In any process in an isolated system, the total energy remains the same.
For a thermodynamic cycle the net heat supplied to the system equals the net work done by the system.
The First Law states that energy cannot be created or destroyed; rather, the amount of energy lost in a steady state process cannot be greater than the amount of energy gained. This is the statement of conservation of energy for a thermodynamic system. It refers to the two ways that a closed system transfers energy to and from its surroundings – by the process of heat transfer and the process of mechanical work. The rate of gain or loss in the stored energy of a system is determined by the rates of these two processes. In open systems, the flow of matter is another energy transfer mechanism, and extra terms must be included in the expression of the first law.
The First Law clarifies the nature of energy. It is a stored quantity which is independent of any particular process path, i.e., it is independent of the system history. If a system undergoes a thermodynamic cycle, whether it becomes warmer, cooler, larger, or smaller, then it will have the same amount of energy each time it returns to a particular state. Mathematically speaking, energy is a state function and infinitesimal changes in the energy are exact differentials.
All laws of thermodynamics but the First are statistical and simply describe the tendencies of macroscopic systems.

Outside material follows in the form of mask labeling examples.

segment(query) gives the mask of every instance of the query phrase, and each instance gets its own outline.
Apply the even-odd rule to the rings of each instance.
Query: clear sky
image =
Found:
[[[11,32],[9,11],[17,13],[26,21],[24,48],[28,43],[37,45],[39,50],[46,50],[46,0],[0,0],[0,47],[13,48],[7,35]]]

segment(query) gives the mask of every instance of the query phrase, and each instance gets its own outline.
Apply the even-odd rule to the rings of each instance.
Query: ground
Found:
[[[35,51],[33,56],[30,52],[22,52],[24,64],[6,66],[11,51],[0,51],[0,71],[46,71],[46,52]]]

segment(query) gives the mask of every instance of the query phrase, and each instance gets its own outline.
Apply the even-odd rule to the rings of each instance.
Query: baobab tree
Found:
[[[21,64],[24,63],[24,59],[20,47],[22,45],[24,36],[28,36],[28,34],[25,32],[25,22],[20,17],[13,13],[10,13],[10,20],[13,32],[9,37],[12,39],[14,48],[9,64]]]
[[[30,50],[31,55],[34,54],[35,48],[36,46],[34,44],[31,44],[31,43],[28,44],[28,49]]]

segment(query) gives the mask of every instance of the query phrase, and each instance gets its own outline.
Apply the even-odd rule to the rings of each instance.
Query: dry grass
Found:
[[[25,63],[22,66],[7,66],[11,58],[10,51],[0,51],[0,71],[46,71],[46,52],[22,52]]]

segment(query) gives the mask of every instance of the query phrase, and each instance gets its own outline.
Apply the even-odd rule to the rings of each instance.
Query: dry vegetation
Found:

For microscopic systems with few particles, the variations in the parameters become larger than the parameters themselves, and the assumptions of thermodynamics become meaningless.
Fundamental thermodynamic relation
The first law can be expressed as the fundamental thermodynamic relation:
Heat supplied to a system = increase in internal energy of the system + work done by the system
Increase in internal energy of a system = heat supplied to the system - work done by the system
dU = TdS - pdV\,
Where:
* U is internal energy
* T is temperature
* S is entropy
* p is pressure
* V is volume
This is a statement of conservation of energy: The net change in internal energy (dU) equals the heat energy that flows in (TdS), minus the energy that flows out via the system performing work (pdV).